The first documented computer architecture was in the correspondence between Charles Babbage and Ada Lovelace, describing the analytical engine. While building the computer Z1 in 1936, Konrad Zuse described in two patent applications for his future projects that machine instructions could be stored in the same storage used for data, i.e., the stored-program concept. Two other early and important examples are:
The exact form of a computer system depends on the constraints and goals. Computer architectures usually trade off standards, power versus performance, cost, memory capacity, latency (latency is the amount of time that it takes for information from one node to travel to the source) and throughput. Sometimes other considerations, such as features, size, weight, reliability, and expandability are also factors. The most common scheme does an in-depth power analysis and figures out how to keep power consumption low while maintaining adequate performance.

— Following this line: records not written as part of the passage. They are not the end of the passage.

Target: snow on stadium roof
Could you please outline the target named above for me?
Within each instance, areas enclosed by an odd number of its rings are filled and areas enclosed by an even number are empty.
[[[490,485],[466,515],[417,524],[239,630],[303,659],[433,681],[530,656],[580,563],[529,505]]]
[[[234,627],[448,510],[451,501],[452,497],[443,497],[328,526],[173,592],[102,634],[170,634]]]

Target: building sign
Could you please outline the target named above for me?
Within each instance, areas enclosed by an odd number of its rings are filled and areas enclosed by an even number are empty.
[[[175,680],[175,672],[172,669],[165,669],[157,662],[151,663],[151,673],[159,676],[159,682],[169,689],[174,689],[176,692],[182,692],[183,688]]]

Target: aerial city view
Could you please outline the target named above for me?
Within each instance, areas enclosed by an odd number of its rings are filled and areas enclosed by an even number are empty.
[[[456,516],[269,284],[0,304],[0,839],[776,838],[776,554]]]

For example, pipelining a processor usually makes latency worse, but makes throughput better. Computers that control machinery usually need low interrupt latencies. These computers operate in a real-time environment and fail if an operation is not completed in a specified amount of time. For example, computer-controlled anti-lock brakes must begin braking within a predictable and limited time period after the brake pedal is sensed or else failure of the brake will occur.
Power efficiency is another important measurement in modern computers. Higher power efficiency can often be traded for lower speed or higher cost. The typical measurement when referring to power consumption in computer architecture is MIPS/W (millions of instructions per second per watt).
Modern circuits have less power required per transistor as the number of transistors per chip grows. This is because each transistor that is put in a new chip requires its own power supply and requires new pathways to be built to power it. However, the number of transistors per chip is starting to increase at a slower rate. Therefore, power efficiency is starting to become as important, if not more important than fitting more and more transistors into a single chip. Recent processor designs have shown this emphasis as they put more focus on power efficiency rather than cramming as many transistors into a single chip as possible. In the world of embedded computers, power efficiency has long been an important goal next to throughput and latency.
Increases in clock frequency have grown more slowly over the past few years, compared to power reduction improvements. This has been driven by the end of Moore's Law and demand for longer battery life and reductions in size for mobile technology. This change in focus from higher clock rates to power consumption and miniaturization can be shown by the significant reductions in power consumption, as much as 50%, that were reported by Intel in their release of the Haswell microarchitecture; where they dropped their power consumption benchmark from 30 to 40 watts down to 10-20 watts. Comparing this to the processing speed increase of 3 GHz to 4 GHz (2002 to 2006) it can be seen that the focus in research and development is shifting away from clock frequency and moving towards consuming less power and taking up less space.